Thursday, July 5, 2007

Learning Curves: the Female Arc

As I mentioned in an earlier post, my time was divided between writing my blog and writing for a grappling publication. The article printed in the summer issue of the E-Journal of Jujutsu, published by Roy Dean. Following is an excerpt:

Yaam locked in the choke and I braced for the involuntary cough that would follow each rep she practiced. As I sputtered and coughed, she giggled the sweet little girl giggle of an eleven year old - one who could figure a fierce triangle with the geometry of spindly limbs and angular grimaces and grins. Until she got bored that is, and dissolved into lax conversation about dance practice and her new best friend. Class was done as far as she was concerned and she moved swiftly on to more important things then tossing around a women three times her age and twice her size.
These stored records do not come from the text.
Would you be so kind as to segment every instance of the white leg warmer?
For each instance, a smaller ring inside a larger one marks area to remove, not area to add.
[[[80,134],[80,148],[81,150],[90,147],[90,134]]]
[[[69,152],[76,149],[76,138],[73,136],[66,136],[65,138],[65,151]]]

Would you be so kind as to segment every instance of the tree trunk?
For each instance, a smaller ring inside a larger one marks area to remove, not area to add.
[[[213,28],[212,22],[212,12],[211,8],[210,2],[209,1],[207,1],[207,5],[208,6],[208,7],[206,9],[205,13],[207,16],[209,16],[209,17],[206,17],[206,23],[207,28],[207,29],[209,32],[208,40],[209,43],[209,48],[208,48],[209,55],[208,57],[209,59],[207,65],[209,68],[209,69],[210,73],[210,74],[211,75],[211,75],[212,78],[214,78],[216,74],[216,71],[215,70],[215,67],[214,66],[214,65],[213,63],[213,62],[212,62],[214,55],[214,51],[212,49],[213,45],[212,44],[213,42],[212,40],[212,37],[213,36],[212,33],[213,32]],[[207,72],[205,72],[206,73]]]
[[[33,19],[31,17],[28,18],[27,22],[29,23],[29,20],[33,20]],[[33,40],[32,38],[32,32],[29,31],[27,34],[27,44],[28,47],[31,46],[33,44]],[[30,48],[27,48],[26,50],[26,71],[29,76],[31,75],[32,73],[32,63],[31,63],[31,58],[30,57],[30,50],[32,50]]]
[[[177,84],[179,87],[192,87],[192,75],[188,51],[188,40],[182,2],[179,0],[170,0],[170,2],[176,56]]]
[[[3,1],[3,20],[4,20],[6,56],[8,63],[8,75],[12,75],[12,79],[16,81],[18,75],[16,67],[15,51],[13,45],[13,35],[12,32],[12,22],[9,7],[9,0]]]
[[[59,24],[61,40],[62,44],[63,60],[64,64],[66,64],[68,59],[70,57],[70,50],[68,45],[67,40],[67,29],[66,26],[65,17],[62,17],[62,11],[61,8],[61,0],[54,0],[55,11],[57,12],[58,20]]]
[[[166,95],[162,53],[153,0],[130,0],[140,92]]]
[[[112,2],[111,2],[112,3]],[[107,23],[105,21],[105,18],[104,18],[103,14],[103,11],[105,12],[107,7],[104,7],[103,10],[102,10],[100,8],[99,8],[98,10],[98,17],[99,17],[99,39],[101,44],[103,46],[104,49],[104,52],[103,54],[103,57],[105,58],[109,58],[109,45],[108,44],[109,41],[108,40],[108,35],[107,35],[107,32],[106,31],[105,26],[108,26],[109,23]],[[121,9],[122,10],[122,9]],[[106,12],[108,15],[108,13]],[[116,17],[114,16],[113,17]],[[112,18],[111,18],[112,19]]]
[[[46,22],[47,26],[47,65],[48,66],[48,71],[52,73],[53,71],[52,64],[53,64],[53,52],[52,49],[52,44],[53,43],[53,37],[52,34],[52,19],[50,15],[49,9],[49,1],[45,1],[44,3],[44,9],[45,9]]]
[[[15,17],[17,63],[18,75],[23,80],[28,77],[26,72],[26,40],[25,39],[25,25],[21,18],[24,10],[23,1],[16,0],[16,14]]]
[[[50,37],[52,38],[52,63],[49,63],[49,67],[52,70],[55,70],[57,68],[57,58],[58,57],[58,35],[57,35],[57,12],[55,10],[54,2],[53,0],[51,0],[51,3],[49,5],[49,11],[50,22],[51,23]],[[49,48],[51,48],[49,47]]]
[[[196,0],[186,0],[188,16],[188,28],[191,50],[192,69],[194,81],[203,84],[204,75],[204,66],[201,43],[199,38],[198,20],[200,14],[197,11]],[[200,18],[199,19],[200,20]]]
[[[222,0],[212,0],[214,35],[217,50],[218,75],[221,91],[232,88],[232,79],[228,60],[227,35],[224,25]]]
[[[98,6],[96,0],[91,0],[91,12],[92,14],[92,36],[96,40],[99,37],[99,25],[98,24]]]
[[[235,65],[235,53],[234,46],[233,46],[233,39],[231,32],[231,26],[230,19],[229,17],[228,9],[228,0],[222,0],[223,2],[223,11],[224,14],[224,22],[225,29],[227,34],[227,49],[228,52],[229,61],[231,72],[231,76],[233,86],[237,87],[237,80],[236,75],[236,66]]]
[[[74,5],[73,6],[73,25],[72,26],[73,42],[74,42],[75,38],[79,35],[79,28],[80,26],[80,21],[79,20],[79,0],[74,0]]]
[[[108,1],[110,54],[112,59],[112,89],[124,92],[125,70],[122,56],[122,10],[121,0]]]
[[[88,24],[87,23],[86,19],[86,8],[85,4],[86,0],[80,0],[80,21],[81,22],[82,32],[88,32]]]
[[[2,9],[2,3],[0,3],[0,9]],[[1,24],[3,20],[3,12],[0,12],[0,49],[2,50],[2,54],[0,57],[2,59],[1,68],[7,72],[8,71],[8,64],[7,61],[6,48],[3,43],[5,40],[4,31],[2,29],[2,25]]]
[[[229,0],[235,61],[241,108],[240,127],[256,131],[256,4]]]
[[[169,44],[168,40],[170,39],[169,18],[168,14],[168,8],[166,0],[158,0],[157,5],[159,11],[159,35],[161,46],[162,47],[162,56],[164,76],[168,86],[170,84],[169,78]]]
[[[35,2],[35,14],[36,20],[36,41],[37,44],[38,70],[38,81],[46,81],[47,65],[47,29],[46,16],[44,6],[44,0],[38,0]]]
I remembered my early struggles with that very same triangle and my fears that I would never master a move that seemed to require a Herculean strength and ridiculously long limbs. If nothing else, years later my eleven year old student definitively proved the contrary. Back then though, I was sure that my own little girl limbs couldn't make this move happen no matter what Marcelo Alonso, bless his heart, was trying to tell me. Oh, and by 'little girl' I mean I was thirty-two but short, full of excuses and completely naive to the wisdom of Brazilian Jiu Jitsu.
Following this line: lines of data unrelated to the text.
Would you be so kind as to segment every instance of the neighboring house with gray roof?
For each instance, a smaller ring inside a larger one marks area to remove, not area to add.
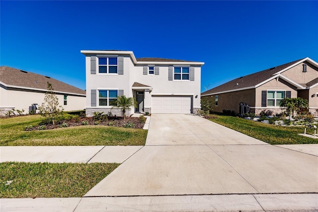
[[[0,115],[12,108],[29,112],[32,104],[44,102],[48,82],[65,111],[85,108],[85,92],[50,77],[7,66],[0,67]]]
[[[308,101],[310,111],[317,115],[318,63],[308,57],[298,60],[237,78],[201,94],[205,96],[214,97],[215,111],[244,113],[248,107],[240,107],[242,103],[256,114],[269,110],[281,112],[281,100],[301,97]]]
[[[190,113],[201,108],[203,62],[158,58],[136,58],[132,51],[81,50],[85,56],[86,112],[111,111],[118,96],[133,97],[134,113]],[[128,110],[128,111],[127,111]]]

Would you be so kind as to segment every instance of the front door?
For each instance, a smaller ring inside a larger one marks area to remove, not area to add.
[[[136,111],[144,112],[144,92],[136,92],[136,101],[137,102]]]

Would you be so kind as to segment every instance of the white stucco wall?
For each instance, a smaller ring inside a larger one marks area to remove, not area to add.
[[[8,90],[0,88],[0,107],[14,107],[15,109],[24,109],[25,113],[29,112],[29,106],[33,104],[41,105],[44,101],[44,93],[30,91]],[[85,97],[68,95],[67,105],[64,106],[64,95],[57,94],[59,103],[65,111],[77,110],[85,108]]]

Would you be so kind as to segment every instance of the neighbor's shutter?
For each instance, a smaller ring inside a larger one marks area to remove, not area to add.
[[[124,96],[124,90],[118,90],[118,97],[120,97],[121,96]]]
[[[118,74],[124,74],[124,57],[118,57]]]
[[[262,91],[262,106],[266,106],[266,102],[267,102],[267,91]]]
[[[169,73],[168,75],[168,80],[169,81],[172,81],[173,79],[173,67],[169,66]]]
[[[96,106],[96,90],[90,90],[90,106]]]
[[[90,56],[90,74],[96,74],[96,56]]]
[[[193,66],[190,67],[190,80],[194,81],[194,67]]]
[[[155,66],[155,75],[159,75],[159,66]]]
[[[148,67],[144,66],[144,75],[147,75],[148,73]]]

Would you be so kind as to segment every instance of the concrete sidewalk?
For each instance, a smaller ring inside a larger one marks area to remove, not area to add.
[[[0,199],[1,212],[315,212],[318,194]]]
[[[122,163],[143,146],[1,146],[0,162]]]

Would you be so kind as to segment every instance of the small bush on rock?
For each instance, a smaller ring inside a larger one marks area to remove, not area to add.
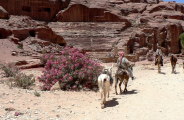
[[[5,77],[13,77],[19,72],[19,68],[13,63],[1,64],[0,68],[4,71]]]
[[[43,83],[43,90],[50,88],[59,81],[62,90],[75,90],[81,86],[92,88],[97,84],[101,66],[89,59],[88,53],[77,48],[65,48],[62,56],[45,55],[47,62],[43,75],[38,77]]]
[[[10,81],[13,81],[13,86],[22,87],[24,89],[29,88],[35,82],[34,75],[26,75],[25,73],[18,73],[15,77],[11,78]]]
It would seem only an adolescent girl could learn the precise steps of a take-down, a leg lock or an arm bar without the gripping self doubt that I know I had during each of my early classes. I worried whether I had the strength, the size, the patience or the fearlessness to continue in a sport where few women were available to offer guidance or support. I wanted to stay so badly but whatever it was going to take to advance, I wasn't sure I had. My only measure was against my fellow white belts and it would appear I was being eclipsed.
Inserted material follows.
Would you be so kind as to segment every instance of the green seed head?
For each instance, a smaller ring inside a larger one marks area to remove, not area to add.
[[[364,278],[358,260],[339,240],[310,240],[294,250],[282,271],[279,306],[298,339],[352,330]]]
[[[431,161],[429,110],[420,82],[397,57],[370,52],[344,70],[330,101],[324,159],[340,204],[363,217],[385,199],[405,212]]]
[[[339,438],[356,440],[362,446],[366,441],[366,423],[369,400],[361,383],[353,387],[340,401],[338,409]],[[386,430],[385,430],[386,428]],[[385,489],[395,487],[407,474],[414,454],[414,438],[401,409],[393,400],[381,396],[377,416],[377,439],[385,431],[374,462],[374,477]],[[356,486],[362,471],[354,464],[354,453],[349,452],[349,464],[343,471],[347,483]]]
And that's where women are misled in the early days of training. All white belts, men and women alike, make the mistake that strength is the keystone. But muscling a move will only mask gaps in technique that will haunt a grappler later in training. A woman without the ability to muscle a submission, will see some of her male classmates tap an opponent and assume that her training is lagging when she's unable to finish a move. From the perspective of skill acquisition, both grapplers are in the same place but with different results.